Every day Rep. Sydney Jordan (DFL-Mpls) drives to her job at the House, she passes the manufacturing headquarters of Minnesota Diversified Industries.
And every day she thinks about the potential represented by the workers inside.
MDI is a nonprofit manufacturing and assembly company training and hiring people with disabilities, who Jordan says are an underutilized labor source that could help alleviate the workforce shortage across the state.
“We desperately need to grow our workforce, and people with disabilities is a big group of people who want to work, and can work, and want to be part of our workforce,” Jordan said.
To that end, Jordan sponsors HF1098, which would make two appropriations to MDI totaling $1.9 million: $900,000 in the 2024-25 biennium to support the organization’s ongoing work and a $1 million one-time appropriation in fiscal year 2024 to expand MDI’s programs statewide through new virtual, online, and in-person career skills classes augmented with virtual reality tools.

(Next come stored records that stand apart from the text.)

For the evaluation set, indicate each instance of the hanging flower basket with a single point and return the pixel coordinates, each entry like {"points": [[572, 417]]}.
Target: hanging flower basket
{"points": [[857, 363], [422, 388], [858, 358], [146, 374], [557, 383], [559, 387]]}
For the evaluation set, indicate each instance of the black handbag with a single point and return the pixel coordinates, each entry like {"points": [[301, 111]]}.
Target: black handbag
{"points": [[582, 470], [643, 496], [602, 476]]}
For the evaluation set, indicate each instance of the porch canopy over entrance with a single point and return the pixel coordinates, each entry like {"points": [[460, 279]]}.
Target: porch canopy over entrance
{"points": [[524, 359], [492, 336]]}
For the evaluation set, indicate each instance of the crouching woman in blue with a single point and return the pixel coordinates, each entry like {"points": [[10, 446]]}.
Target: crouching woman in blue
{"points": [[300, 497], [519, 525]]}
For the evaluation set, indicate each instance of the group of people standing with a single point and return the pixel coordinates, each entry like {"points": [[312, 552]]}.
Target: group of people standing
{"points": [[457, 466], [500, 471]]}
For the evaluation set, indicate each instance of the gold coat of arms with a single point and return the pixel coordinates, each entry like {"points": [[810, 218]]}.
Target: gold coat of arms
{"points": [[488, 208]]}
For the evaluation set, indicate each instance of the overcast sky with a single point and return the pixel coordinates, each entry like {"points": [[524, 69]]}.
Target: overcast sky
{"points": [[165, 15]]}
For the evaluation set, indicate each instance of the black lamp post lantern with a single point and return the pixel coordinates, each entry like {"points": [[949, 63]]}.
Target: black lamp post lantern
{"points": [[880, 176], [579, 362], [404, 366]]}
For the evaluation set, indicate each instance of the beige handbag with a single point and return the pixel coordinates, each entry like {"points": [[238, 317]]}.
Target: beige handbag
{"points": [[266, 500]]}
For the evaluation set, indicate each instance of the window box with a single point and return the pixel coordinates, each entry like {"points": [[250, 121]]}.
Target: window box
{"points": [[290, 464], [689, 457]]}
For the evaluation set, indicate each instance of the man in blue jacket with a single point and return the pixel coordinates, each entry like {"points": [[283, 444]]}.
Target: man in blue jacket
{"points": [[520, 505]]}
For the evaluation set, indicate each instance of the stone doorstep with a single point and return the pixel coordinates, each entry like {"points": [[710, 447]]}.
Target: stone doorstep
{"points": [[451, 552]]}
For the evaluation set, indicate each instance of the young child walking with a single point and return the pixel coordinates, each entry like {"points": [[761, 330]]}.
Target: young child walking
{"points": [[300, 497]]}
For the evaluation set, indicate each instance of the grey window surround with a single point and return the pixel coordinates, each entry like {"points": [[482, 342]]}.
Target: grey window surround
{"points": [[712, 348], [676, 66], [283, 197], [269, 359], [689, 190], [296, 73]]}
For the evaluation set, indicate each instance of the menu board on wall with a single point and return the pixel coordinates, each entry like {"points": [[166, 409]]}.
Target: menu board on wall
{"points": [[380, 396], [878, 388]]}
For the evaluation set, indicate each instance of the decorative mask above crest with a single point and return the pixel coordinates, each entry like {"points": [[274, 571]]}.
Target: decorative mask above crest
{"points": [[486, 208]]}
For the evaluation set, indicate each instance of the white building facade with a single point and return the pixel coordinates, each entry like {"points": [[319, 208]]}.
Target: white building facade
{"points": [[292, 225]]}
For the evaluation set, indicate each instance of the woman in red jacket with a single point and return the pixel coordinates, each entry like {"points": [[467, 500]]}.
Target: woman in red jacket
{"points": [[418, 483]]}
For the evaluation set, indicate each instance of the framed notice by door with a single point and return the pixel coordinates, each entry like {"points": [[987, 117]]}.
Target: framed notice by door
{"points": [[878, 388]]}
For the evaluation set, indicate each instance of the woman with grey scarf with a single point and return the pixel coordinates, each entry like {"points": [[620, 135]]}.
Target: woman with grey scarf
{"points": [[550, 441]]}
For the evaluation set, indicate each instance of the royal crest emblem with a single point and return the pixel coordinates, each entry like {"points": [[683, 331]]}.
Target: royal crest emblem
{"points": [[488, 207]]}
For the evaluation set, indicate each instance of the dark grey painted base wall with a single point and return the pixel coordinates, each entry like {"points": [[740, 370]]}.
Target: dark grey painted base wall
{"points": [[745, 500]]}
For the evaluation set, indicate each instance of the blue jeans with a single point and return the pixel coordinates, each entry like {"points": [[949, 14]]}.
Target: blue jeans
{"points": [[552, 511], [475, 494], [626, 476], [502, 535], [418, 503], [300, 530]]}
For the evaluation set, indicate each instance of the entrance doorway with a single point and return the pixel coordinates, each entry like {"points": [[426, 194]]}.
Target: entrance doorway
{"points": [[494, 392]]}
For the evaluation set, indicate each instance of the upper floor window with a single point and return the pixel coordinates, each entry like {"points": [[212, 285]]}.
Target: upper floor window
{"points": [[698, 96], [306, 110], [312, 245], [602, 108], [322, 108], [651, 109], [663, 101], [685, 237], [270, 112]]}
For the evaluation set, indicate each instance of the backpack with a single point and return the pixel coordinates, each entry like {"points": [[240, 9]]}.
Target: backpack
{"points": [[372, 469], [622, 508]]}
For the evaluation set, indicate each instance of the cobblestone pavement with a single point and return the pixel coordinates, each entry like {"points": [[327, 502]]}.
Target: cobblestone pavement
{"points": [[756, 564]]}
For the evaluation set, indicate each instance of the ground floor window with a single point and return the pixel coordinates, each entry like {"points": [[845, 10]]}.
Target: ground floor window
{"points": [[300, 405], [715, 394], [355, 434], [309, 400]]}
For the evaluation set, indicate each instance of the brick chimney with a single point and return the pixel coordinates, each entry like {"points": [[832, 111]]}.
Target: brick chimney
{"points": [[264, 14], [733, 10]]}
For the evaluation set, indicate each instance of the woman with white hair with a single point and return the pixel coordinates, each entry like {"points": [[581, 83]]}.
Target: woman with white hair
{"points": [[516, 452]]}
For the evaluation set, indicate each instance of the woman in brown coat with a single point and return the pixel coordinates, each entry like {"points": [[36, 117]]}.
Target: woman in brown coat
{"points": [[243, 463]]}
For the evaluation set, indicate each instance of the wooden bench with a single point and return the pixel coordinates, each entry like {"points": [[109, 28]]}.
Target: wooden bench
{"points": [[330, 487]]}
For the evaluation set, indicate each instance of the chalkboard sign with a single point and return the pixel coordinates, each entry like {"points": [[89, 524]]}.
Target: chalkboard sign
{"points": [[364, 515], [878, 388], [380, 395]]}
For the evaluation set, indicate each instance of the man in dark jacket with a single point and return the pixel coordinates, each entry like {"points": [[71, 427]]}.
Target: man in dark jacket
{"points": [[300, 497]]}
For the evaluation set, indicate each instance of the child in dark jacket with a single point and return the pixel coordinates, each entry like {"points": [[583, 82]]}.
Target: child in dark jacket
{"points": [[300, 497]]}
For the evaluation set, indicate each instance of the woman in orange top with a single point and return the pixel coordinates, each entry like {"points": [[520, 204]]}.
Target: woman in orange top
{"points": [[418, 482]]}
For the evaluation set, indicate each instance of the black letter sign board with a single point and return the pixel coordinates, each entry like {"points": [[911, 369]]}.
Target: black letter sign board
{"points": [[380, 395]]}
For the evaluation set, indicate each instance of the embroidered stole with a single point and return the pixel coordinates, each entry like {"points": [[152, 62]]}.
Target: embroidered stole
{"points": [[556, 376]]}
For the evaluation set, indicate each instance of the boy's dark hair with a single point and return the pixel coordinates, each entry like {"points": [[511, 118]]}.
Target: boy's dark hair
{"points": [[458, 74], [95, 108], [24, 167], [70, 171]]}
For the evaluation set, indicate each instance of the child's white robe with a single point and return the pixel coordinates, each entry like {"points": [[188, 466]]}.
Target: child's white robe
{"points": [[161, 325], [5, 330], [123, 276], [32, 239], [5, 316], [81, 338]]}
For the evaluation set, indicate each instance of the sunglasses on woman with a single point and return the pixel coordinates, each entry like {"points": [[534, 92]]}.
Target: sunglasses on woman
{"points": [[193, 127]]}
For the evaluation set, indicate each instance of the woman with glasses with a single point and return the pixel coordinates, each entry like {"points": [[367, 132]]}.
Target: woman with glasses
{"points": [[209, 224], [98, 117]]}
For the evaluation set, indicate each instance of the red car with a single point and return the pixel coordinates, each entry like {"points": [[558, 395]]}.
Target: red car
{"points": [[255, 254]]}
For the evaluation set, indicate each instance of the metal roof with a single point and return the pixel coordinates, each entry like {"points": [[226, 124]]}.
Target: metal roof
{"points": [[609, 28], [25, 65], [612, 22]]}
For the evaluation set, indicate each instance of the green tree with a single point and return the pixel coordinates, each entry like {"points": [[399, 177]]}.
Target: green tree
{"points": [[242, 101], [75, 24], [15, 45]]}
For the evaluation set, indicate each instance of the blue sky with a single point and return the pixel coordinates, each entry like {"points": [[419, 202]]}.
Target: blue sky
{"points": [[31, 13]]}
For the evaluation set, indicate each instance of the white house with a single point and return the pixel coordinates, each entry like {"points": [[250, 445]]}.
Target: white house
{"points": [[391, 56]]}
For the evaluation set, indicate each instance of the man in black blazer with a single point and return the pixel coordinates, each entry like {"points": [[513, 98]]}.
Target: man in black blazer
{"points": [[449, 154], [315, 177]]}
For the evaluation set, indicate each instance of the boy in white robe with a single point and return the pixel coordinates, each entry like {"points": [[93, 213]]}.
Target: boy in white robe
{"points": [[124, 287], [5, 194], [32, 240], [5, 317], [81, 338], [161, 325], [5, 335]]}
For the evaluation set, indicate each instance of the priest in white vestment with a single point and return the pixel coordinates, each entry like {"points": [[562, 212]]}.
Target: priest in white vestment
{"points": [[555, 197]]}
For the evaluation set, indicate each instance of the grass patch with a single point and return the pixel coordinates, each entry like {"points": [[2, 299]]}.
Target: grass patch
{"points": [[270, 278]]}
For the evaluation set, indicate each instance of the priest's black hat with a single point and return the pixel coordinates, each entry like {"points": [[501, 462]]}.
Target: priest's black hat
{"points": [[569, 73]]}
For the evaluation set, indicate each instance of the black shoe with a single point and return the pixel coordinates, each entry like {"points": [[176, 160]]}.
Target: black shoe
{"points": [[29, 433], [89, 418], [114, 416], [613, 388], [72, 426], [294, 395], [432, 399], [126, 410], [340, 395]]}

The House Workforce Development Finance and Policy Committee heard testimony Wednesday before laying the bill over for possible omnibus bill inclusion.
“People with disabilities are disproportionally unemployed and often face barriers to obtaining and retaining employment,” Jordan said.
Eric Black, president and CEO of MDI, said the company trains its disabled employees to grow within the organization or find jobs outside it.
Although he sometimes encounters resistance from employers reluctant to hire these workers, Black said that, after hiring them, he almost always hears praise about their dedication and good work ethic.
Ninety-four percent of businesses surveyed said their employees with disabilities met or exceeded their performance and quality standards, Black said.
MDI employs about 530 people, Black said, a little over 200 of whom have disabilities. The company is headquartered in Minneapolis, with locations in Hibbing, Grand Rapids, and Cohasset.
In addition to expanding MDI’s statewide presence, the one-time $1 million appropriation would help the company continue pilot projects using mobile classrooms in Rochester, Bemidji, Duluth, St. Cloud, and Brainerd.